既に今回の事件の真相を予測し終えたカシウスは対策を取る為にシード大佐に質問をした。

「?はい、昨日の夕方頃に戻って来たとの事ですが…………!まさか……!?」

カシウスの突然の質問に首を傾げたシード大佐だったが、ある事に気付くと驚きの表情をした。

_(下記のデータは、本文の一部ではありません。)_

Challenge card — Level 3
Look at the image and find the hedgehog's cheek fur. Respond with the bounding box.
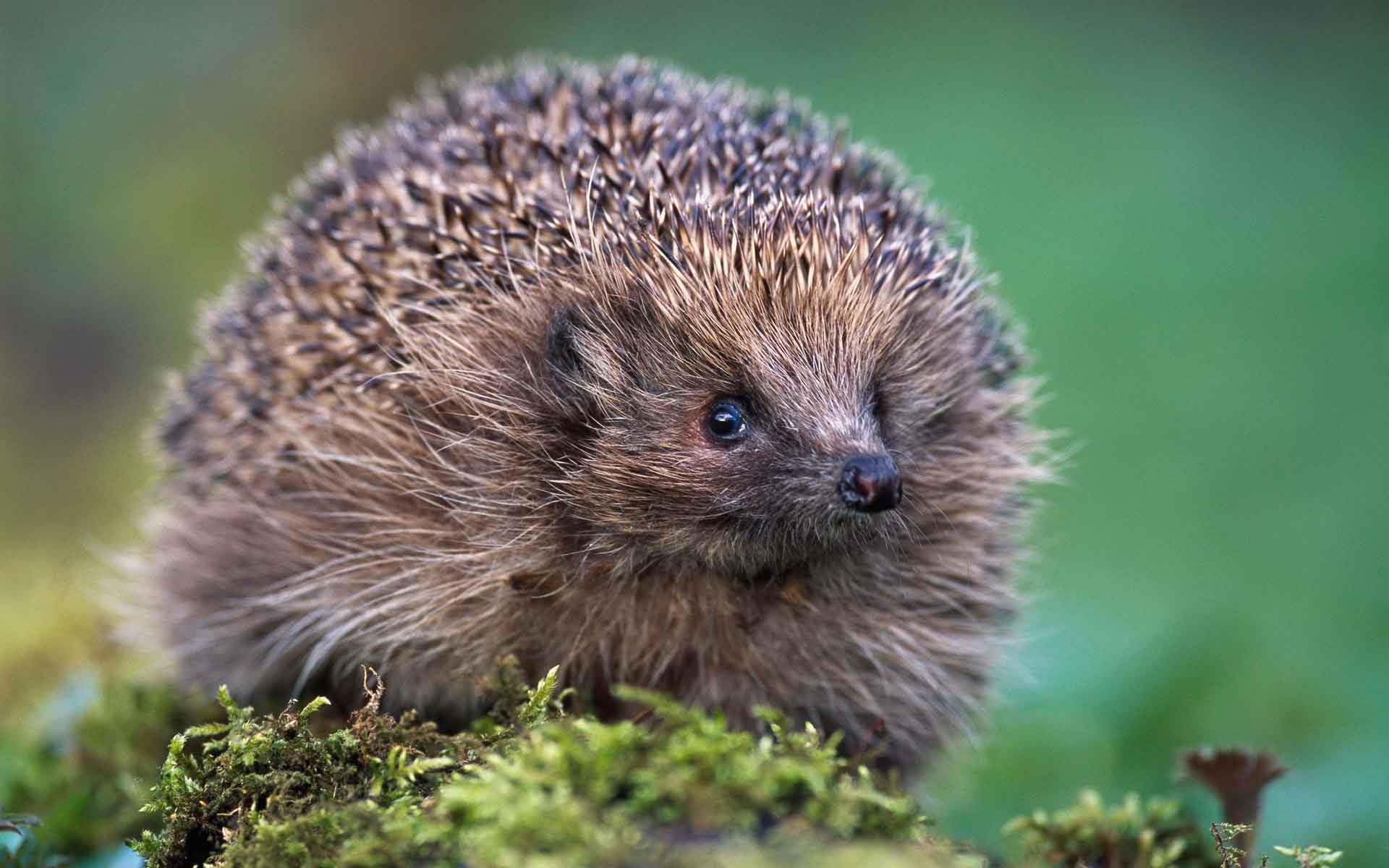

「帰国して早々に悪いがリベールと……そしてエレボニアの為にもリシャール達にも働いてもらわないとな。―――直ちに”R&Aリサーチ”に繋げてくれ。」

「ハッ!」

カシウスの指示に答えたシード大佐は急いでその場から離れ

「”空の女神(エイドス)”よ……もし、今もクロスベルに……いや、この混迷に満ちたゼムリア大陸のどこかにいるのであれば、我らにどうかお導きを。」

カシウスは空を見上げて祈りを捧げた後シード大佐の後を追って行った。